# The Strange Magic of: PJ Harvey



## Strange Magic (Sep 14, 2015)

Continuing with our series on English artists, we turn now to the estimable Polly Jean Harvey. Ms. Harvey and I have had a close relationship ever since her first PJH album. Her partial resemblance to the young Georgia O'Keeffe immediately attracted my eye, and I was bemused by her interesting song subjects and lyrics. Also interesting to see parallels, real or imaginary, with Patti Smith and U2 in her work. I am very much song-oriented rather than album-oriented, being particularly picky in my tastes, but PJH has put together an exceptional string of exceptional albums, putting her easily into my list of five favorite female rock/pop artists. There aren't many popular albums as good as Let England Shake. Here, from another of her very best albums, Stories from the City, Stories from the Sea, is _Good Fortune_.


----------



## tdc (Jan 17, 2011)

I like her a lot. There is plenty of her music I haven't listened to yet, as I've discovered her fairly recently. Already though like yourself I would easily place her in my top 5 female pop/rock artists. Stylistically she reminds me almost of a female Mick Jagger, yet I find her style more diverse and dynamic.


----------



## Strange Magic (Sep 14, 2015)

The hallmarks of my five favorite female artists are their often fiercely idiosyncratic choices of both topic and means. Sometimes the songs renew their relevance, or never lose it, years after first hearing. As the USA becomes increasingly a nation of scorpions under a peculiar reading of the Constitution's 2nd Amendment, where the goal is to secure public and private safety by having every citizen armed to the teeth with weapons both openly carried and concealed, PJ Harvey's _Big Exit_ seems especially germane today.


----------



## tdc (Jan 17, 2011)

Cool song. The guitar riff sounds a little bit influenced by Queens of the Stone Age maybe (or who influenced who?).
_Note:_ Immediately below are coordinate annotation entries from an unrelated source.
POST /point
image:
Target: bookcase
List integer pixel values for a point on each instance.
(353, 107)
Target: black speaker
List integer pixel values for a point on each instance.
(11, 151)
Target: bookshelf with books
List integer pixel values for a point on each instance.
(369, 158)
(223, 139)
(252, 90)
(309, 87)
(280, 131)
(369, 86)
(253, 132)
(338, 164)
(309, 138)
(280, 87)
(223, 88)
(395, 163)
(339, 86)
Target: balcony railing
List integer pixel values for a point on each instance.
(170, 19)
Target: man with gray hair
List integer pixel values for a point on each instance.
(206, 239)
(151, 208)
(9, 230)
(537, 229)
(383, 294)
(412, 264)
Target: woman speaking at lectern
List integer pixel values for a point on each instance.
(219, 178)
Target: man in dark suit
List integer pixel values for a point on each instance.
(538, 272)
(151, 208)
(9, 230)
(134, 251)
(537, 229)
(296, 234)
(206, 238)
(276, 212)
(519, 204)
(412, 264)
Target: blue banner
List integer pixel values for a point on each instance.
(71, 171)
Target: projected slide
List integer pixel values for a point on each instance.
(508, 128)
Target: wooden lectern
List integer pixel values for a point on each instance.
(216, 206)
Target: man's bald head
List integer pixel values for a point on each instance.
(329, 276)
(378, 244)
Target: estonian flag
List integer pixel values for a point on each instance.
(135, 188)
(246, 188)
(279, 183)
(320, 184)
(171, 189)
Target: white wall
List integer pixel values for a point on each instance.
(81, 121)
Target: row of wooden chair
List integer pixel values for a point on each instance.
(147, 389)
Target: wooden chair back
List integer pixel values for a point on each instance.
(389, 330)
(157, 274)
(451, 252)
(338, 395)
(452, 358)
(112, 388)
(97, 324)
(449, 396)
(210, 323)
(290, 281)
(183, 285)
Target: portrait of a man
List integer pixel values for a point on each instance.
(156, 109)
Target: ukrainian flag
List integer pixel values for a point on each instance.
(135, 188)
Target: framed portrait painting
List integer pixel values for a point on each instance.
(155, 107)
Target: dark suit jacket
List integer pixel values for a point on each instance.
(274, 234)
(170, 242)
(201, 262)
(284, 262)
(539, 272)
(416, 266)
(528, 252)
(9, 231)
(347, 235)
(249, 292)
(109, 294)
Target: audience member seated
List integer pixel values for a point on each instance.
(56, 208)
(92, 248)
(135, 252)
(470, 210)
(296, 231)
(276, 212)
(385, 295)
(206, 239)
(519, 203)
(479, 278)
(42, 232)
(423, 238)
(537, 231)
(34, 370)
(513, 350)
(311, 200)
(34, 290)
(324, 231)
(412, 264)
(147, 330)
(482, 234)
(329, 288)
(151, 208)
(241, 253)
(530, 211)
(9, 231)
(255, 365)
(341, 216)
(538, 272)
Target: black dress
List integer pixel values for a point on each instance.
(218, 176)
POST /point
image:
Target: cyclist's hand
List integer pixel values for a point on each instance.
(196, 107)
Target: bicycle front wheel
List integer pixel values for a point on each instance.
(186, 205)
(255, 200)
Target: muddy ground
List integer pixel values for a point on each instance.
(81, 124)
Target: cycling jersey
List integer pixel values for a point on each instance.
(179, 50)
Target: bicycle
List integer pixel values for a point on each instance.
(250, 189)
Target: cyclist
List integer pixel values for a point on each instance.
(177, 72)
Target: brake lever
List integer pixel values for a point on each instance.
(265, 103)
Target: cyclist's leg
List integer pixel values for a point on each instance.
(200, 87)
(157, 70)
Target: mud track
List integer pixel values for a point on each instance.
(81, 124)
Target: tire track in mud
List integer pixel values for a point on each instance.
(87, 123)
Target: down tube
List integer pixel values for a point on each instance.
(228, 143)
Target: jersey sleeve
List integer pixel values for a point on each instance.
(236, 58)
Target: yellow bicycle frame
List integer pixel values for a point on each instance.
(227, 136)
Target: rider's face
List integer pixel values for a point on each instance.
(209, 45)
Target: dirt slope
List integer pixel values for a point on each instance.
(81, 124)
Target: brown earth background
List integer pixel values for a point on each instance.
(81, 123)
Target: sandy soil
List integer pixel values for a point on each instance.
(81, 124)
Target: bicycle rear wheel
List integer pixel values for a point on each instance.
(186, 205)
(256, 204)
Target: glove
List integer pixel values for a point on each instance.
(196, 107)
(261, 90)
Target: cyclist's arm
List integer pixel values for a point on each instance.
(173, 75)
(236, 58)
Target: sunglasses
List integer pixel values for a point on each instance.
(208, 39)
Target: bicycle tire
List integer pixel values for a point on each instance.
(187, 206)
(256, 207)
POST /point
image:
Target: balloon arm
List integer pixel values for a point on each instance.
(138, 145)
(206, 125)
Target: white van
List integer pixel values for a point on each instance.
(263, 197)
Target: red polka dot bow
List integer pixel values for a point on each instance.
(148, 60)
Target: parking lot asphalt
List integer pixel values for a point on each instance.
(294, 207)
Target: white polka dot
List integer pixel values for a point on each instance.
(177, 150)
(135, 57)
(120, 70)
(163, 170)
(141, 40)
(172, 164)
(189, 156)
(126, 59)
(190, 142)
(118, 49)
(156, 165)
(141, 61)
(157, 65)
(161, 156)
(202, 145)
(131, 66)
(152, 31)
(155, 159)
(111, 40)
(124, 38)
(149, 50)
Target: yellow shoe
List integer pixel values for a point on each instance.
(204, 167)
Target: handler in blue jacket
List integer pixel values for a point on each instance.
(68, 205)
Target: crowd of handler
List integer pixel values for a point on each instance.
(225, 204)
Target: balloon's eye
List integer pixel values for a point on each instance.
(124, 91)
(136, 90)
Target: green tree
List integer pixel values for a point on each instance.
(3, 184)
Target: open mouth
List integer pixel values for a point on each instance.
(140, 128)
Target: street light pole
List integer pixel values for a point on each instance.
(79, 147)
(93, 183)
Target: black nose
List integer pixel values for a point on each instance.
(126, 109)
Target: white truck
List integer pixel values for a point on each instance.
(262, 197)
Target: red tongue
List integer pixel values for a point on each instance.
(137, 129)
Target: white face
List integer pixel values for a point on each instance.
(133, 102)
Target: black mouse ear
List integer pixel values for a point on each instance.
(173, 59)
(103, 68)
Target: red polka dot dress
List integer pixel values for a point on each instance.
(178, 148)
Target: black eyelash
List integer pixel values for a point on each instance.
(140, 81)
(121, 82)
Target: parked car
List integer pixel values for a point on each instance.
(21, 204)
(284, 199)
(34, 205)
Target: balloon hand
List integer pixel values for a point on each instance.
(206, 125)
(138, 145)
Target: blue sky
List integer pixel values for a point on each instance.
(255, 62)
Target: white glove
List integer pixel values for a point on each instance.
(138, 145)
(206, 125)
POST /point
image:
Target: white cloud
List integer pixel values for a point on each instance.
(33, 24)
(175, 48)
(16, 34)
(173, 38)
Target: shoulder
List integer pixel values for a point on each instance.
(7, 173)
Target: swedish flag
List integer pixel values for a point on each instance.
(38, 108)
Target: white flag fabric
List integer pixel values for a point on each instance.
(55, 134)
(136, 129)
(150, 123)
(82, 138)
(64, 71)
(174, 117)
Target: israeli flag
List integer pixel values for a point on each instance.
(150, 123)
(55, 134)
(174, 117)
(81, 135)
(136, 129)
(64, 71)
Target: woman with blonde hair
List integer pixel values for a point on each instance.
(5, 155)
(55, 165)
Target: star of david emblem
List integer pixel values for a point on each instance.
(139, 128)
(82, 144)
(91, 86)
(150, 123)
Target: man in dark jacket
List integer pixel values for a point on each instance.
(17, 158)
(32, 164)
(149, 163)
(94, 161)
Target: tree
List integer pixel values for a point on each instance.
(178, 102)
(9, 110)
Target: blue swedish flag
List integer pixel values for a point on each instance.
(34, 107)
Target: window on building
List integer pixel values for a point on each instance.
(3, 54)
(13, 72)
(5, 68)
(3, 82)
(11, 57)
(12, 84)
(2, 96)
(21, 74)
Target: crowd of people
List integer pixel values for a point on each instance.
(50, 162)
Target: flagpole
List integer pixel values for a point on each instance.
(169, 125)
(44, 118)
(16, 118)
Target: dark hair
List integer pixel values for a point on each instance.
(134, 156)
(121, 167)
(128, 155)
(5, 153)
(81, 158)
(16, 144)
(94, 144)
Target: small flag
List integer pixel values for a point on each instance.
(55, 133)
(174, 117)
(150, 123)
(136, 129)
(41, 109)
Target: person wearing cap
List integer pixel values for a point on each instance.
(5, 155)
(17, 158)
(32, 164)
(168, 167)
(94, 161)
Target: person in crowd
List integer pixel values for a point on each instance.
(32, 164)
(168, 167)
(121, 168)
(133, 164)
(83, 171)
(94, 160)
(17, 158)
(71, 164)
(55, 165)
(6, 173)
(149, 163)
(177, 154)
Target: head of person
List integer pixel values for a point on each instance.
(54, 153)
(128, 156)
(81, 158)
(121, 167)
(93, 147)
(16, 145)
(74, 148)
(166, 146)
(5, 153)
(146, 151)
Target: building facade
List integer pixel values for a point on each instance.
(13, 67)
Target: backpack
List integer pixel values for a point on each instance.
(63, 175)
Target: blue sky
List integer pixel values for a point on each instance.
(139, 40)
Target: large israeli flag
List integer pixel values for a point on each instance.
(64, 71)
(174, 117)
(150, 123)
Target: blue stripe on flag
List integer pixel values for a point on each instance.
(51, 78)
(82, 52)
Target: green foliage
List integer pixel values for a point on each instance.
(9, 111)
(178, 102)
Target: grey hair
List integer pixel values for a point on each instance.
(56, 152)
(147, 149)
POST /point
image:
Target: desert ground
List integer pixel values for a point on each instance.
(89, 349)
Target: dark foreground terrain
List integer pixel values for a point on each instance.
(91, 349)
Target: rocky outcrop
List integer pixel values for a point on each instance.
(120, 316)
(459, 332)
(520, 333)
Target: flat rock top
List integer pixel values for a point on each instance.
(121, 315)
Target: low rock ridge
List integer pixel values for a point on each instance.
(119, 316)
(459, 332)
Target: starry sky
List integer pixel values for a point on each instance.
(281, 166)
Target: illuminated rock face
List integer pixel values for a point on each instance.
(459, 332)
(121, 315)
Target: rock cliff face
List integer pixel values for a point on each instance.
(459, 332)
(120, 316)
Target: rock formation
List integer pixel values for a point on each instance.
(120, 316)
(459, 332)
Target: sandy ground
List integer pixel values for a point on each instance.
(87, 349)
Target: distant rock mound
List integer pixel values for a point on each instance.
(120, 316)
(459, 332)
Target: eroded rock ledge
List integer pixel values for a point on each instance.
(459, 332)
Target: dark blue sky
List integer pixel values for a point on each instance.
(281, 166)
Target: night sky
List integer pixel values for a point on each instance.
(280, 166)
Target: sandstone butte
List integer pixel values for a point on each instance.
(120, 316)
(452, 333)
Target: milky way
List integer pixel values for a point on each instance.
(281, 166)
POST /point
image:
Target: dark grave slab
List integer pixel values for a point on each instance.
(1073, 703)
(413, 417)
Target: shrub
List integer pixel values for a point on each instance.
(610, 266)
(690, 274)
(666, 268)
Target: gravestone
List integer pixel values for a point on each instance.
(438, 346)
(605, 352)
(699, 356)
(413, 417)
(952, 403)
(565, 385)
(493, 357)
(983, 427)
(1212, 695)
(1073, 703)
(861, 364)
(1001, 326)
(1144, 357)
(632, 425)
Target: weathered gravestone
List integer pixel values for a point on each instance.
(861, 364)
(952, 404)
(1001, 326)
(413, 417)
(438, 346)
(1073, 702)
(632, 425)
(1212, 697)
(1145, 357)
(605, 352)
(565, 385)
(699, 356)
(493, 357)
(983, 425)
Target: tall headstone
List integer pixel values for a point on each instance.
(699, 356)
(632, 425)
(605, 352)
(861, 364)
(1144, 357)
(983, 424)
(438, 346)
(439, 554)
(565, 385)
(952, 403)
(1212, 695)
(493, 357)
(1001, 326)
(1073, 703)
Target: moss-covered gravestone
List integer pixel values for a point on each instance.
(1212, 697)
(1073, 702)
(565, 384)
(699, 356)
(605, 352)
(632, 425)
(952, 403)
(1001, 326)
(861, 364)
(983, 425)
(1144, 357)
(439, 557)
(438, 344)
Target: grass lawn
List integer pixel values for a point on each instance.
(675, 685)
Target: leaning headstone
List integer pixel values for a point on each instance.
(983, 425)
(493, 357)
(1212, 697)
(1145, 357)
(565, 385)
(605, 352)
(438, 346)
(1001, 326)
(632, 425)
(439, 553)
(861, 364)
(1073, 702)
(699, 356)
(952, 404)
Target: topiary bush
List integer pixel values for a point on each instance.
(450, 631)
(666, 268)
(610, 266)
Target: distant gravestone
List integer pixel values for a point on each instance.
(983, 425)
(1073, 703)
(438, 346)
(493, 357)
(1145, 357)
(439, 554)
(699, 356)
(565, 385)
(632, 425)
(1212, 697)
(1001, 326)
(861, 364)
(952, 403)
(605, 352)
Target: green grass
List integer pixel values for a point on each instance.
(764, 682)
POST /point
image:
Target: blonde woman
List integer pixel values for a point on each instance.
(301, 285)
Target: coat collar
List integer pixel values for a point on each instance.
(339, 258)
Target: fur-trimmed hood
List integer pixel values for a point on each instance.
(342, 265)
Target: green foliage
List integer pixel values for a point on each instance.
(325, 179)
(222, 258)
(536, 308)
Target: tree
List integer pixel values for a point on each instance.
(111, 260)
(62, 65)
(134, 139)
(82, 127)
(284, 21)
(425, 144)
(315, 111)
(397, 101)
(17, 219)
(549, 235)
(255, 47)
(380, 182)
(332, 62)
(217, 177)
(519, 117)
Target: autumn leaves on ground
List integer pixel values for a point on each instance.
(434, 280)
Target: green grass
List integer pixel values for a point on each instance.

Either way I like both of them.


----------



## tdc (Jan 17, 2011)

Found another live gem. _Black Hearted Love_

(Music starts at 0:47 seconds)


----------



## Strange Magic (Sep 14, 2015)

tdc, some very fine choices!


----------



## Strange Magic (Sep 14, 2015)

We revisit the superlative Polly Jean Harvey. Here is _On Battleship Hill_, live, from Let England Shake, her most compelling album. She is a phenomenon.


----------



## ZJovicic (Feb 26, 2017)

She's very interesting. I have listened to her album "Let England Shake" and I really enjoyed it. So many good songs! Apart from that I am not very familiar with her, except some hits like "Down by the water".

My favorite song:


----------



## Strange Magic (Sep 14, 2015)

Her most songful albums for me are _Dry; To Bring You My Love; Stories from the City, Stories from the Sea_ and _Let England Shake_, though there are gems here and there amongst her other albums.


----------